She couldn’t hear me. The phone wasn’t even next to her ear. The way Jacob’s cries suddenly amplified, she must have been pushing the receiver against his face.

“Jenny,” I said helplessly, wanting to shout but knowing it wouldn’t do any good. Nothing I could do from that distance would have any positive effect. “Jenny, it’s all right.”

“Talk to him, goddammit! Or so help me, I’m throwing all your trains in the garbage!”

That must have got Jacob’s attention. Threatening his treasured possessions usually did.

“Hello, Daddy,” he said feebly, as if defeated.

“Hi, buddy,” I said as pleasantly as I could. “What’s going on?”

“Nothing.”

“Why is Mommy upset?”

“What?”

“Why is Mommy upset?” I repeated, more loudly.

“I don’t know.”

“Did you do something to make her angry?”

“What?”

“I said, did you do something to make her angry?” Could he not hear me?

“No.”

He must have, I knew, but he wasn’t likely to tell me. He may not even know, I realized. Sometimes it seemed like cause and effect didn’t work in Jacob’s world, or at least like he had a faulty understanding as to how they were connected. The way he faced life, it was as if the good and bad things that happened were the capricious acts of a trickster god, wholly unconnected from his behavior in any way.

“You must have done something,” I coaxed, knowing that unless I figured out what he had done, there wasn’t any remote parenting I could do. “Why else would she be so angry?”

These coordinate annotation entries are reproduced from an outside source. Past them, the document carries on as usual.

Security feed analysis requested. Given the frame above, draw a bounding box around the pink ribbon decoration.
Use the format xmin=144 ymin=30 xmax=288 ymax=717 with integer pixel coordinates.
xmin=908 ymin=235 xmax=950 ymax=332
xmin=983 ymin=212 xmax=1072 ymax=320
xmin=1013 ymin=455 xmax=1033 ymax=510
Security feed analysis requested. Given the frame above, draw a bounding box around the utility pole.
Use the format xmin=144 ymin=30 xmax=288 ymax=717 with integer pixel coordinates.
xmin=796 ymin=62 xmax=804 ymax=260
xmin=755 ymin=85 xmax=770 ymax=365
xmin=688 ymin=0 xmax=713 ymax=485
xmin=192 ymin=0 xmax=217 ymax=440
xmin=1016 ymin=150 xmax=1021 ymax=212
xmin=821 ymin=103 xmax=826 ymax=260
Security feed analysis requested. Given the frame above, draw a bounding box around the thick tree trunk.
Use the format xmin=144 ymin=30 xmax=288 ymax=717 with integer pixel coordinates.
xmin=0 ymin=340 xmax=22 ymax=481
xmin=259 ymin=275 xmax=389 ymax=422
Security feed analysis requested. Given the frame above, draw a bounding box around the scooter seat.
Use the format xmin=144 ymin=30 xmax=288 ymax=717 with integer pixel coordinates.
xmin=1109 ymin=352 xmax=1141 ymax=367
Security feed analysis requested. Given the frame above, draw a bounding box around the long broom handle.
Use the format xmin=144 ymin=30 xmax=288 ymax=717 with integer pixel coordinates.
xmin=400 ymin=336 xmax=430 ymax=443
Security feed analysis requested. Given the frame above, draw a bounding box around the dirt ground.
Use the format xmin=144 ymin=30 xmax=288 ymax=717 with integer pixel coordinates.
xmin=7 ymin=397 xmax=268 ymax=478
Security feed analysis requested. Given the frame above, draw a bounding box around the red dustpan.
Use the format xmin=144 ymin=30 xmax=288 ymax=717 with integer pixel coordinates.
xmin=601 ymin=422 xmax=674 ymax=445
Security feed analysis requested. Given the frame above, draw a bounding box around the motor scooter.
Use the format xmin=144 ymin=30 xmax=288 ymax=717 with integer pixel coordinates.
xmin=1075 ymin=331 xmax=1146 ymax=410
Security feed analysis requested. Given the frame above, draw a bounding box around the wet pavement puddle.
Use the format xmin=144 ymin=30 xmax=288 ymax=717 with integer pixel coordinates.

“Daddy?” A new tone in his voice, like he hadn’t heard me again and was starting his own line of inquiry.

I sighed. “Yeah, buddy?”

“Where are you?”

“I’m in Miami. I told you that yesterday.” Yesterday, right? It already felt like a month.

“When are you coming home?”

Now he was hard to hear. I closed my eyes and plugged a finger back into my free ear. “Not for a while, buddy. Not for a while. Can you be a good boy for Mommy while I’m gone?”

“What?”

I heard the static this time. “Can you be a good boy for Mommy?!”

“Uh huh.”

What that a yes or a no? I wasn’t sure. “I really need you to. I need you to do what Mommy says. Can you do that for me, buddy?”

“Uh huh.”

It was the best I was going to get. I was just a tinny little voice in his ear. Ten minutes from now, would he even remember anything I said?

“I love you, buddy.”

“Okay. Bye!”

His farewell was said with the receiver falling away from his mouth, as if now that the obligatory conversation with Dad was over he could get back to the more serious business of tormenting his mother. The way his voice faded away I wondered if the ten-minute estimation I had just made wasn’t optimistic.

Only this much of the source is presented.